Agricultura familiar se mostra como alternativa para sistema insustentável

Agricultoras e agricultores familiares viajaram de Mato Grosso até Minas Gerais para participar do Intercâmbio Caminhos do Cerrado e trocar experiências sobre o aproveitamento dos frutos desse bioma


Andrés Pasquis¹

O intercâmbio aconteceu na Área de Experimentação e Formação em Agroecologia do Centro de Agricultura Alternativa.
O intercâmbio aconteceu na Área de Experimentação e Formação em Agroecologia do Centro de Agricultura Alternativa.

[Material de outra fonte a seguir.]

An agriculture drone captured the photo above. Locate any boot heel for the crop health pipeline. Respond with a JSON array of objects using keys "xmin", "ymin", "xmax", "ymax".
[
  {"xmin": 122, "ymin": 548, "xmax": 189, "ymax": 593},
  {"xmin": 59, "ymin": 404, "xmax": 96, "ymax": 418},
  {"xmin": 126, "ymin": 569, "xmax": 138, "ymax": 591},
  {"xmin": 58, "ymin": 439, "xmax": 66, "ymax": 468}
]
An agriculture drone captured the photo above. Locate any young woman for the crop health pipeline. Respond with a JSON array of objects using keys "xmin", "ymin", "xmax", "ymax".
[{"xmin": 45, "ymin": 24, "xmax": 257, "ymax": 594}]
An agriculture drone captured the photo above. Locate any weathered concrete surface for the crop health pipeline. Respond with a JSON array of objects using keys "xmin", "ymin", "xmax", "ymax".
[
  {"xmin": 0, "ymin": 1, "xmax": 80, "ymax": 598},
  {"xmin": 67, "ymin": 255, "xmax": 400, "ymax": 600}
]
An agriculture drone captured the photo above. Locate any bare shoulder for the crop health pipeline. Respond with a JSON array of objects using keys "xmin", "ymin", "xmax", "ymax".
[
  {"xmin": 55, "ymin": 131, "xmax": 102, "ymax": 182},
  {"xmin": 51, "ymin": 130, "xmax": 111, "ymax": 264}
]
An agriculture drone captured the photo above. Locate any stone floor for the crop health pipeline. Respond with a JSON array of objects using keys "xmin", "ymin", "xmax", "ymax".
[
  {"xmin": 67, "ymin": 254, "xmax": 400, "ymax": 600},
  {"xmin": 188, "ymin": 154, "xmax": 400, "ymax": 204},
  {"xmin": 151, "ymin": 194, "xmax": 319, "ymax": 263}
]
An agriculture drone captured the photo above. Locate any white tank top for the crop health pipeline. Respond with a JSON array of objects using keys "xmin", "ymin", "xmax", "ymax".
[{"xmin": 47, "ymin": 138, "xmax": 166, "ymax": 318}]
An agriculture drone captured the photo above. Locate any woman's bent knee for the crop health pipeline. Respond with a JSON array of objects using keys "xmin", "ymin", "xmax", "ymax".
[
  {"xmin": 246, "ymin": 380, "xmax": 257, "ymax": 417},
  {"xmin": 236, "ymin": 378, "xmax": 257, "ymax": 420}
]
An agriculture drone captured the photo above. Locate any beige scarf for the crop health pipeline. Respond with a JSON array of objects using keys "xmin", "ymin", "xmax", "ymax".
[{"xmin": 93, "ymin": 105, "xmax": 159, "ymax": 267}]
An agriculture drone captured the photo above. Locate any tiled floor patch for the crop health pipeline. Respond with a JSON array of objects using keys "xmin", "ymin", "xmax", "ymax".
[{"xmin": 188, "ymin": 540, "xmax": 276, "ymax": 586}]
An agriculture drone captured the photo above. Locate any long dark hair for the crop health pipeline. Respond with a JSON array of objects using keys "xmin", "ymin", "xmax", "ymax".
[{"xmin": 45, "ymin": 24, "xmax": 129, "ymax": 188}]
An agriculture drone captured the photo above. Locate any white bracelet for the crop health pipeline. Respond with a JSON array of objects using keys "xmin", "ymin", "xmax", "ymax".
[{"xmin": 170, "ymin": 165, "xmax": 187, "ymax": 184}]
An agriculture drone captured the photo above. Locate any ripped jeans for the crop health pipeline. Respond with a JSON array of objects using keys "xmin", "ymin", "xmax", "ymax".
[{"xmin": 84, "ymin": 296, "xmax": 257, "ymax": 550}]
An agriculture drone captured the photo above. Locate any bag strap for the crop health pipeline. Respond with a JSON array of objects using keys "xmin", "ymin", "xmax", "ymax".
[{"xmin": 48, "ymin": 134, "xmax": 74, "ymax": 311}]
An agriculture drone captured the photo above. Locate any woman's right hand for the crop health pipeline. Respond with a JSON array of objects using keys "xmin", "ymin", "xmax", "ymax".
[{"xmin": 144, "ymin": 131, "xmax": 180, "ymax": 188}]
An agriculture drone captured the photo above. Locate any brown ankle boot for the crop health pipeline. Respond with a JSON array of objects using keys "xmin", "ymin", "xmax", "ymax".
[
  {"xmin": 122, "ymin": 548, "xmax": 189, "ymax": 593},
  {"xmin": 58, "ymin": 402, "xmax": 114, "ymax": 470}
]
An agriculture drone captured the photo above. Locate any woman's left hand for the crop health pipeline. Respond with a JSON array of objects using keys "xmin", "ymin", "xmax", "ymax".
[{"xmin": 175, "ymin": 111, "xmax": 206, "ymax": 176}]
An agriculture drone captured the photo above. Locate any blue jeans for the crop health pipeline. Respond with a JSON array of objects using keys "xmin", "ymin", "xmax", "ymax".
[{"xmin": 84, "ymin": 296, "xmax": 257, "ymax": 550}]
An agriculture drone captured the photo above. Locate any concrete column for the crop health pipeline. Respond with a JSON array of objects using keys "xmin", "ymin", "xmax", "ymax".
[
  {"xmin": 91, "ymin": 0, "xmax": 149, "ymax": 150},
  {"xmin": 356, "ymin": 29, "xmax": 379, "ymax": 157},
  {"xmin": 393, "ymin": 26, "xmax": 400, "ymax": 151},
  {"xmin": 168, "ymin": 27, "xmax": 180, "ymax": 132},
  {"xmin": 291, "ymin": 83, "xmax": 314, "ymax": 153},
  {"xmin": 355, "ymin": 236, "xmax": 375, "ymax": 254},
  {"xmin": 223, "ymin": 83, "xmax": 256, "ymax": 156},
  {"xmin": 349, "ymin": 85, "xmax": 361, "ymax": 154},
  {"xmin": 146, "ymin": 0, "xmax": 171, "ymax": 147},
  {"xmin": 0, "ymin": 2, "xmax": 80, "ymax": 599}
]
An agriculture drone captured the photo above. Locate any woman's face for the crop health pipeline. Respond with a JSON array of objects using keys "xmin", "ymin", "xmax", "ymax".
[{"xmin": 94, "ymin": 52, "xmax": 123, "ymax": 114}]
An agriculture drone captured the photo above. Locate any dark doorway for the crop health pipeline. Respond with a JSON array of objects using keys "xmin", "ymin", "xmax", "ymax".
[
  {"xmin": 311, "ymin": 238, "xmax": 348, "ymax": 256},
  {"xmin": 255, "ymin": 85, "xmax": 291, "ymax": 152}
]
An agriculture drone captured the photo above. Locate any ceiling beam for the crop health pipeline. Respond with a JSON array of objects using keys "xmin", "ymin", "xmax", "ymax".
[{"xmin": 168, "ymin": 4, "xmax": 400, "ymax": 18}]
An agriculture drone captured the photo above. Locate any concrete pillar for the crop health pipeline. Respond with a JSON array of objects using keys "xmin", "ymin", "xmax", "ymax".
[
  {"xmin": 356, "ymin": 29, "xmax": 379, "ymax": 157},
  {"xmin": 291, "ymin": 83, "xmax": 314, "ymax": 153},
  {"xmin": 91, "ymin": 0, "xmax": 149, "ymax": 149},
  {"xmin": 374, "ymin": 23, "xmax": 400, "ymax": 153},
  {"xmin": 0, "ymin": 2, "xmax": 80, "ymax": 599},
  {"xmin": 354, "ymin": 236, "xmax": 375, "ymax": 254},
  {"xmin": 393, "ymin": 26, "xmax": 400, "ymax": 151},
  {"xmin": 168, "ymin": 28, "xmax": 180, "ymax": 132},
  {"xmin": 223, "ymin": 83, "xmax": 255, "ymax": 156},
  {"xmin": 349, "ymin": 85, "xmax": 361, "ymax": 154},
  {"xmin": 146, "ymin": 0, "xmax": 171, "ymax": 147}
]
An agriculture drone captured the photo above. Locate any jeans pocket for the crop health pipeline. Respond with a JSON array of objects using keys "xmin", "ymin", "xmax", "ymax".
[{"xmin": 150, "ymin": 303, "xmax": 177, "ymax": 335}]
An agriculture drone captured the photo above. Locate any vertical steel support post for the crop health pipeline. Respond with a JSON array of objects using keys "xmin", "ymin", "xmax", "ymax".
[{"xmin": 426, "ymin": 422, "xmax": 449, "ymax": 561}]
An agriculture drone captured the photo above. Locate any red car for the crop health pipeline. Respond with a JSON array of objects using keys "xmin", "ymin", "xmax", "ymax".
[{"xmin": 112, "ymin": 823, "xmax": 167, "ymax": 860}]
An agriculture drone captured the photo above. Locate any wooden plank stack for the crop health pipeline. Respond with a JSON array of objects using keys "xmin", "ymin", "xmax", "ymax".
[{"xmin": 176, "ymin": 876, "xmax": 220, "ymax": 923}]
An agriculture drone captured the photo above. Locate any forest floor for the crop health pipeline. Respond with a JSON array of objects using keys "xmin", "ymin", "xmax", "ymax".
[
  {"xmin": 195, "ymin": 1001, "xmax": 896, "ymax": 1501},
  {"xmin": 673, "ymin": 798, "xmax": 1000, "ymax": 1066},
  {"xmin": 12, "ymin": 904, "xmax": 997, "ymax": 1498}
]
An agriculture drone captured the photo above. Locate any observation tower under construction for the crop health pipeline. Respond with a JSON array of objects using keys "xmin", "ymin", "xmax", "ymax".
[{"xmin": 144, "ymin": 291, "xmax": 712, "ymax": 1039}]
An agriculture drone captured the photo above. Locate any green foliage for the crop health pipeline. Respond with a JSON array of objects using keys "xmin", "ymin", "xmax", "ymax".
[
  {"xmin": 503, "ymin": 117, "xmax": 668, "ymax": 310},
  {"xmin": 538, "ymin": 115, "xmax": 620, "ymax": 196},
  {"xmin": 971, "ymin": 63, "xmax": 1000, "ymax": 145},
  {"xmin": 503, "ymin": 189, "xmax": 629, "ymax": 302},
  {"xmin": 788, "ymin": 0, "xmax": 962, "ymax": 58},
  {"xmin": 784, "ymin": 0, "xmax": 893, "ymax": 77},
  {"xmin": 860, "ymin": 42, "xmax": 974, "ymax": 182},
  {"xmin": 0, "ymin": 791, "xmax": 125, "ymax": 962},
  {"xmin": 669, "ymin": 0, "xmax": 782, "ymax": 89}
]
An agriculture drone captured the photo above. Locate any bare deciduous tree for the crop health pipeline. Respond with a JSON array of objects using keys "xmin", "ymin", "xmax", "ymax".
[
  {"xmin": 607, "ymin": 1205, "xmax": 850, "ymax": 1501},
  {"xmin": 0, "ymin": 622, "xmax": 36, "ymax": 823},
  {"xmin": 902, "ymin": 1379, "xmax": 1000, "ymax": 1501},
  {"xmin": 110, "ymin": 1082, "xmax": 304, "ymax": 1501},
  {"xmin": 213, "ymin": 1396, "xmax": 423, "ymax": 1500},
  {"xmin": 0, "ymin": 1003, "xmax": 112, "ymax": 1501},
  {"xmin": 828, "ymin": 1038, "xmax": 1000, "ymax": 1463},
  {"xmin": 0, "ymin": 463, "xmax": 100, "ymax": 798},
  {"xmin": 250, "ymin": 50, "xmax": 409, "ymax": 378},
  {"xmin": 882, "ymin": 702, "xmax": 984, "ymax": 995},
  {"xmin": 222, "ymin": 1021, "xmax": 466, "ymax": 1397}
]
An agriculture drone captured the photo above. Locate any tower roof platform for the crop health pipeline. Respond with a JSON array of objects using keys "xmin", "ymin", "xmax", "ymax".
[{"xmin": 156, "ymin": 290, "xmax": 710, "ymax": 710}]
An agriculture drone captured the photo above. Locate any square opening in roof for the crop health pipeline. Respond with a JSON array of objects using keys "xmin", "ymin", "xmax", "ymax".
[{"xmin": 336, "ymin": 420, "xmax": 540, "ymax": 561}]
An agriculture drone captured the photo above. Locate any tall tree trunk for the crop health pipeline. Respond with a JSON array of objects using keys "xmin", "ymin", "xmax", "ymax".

No final do mês de julho, cerca de 50 campesinas e campesinos partiram de Cáceres, no Mato Grosso, para o município de Montes Claros, em Minas Gerais, acompanhados por educadores da FASE e do Centro de Tecnologia Alternativa (CTA) para visitar o Centro de Agricultura Alternativa (CAA), com objetivo de participar do “Intercâmbio Caminhos do Cerrado” e trocar experiências sobre o aproveitamento e beneficiamento dos frutos desse bioma. O encontro reuniu representantes de associações como a Associação Produtiva Indígena Chiquitana (Apic), a Associação Regional de Produtores Agroecológicos (Arpa), a Associação Regional de Produtoras Extrativistas do Pantanal (Arpep), a Associação das Mulheres Agricultoras Familiares Araras do Pantanal (Amafap), entre outras instituições.

Honorio Dourado, do CAA, falou sobre as boas práticas agroecológicas ligadas à segurança alimentar, com um amplo conhecimento de mais de 600 plantas e suas propriedades medicinais. “Hoje, uma das grandes contradições é tratarmos somente dos sintomas das doenças e não localizarmos a raiz do problema. A maior parte das doenças é explicada pelo estilo de vida que levamos e principalmente pelo tipo de alimentação”, explicou Honorio. Após enumerar várias propriedades, receitas e técnicas medicinais elaboradas a partir de produtos do cerrado, ele guiou uma visita pela mata e a horta da Aefa.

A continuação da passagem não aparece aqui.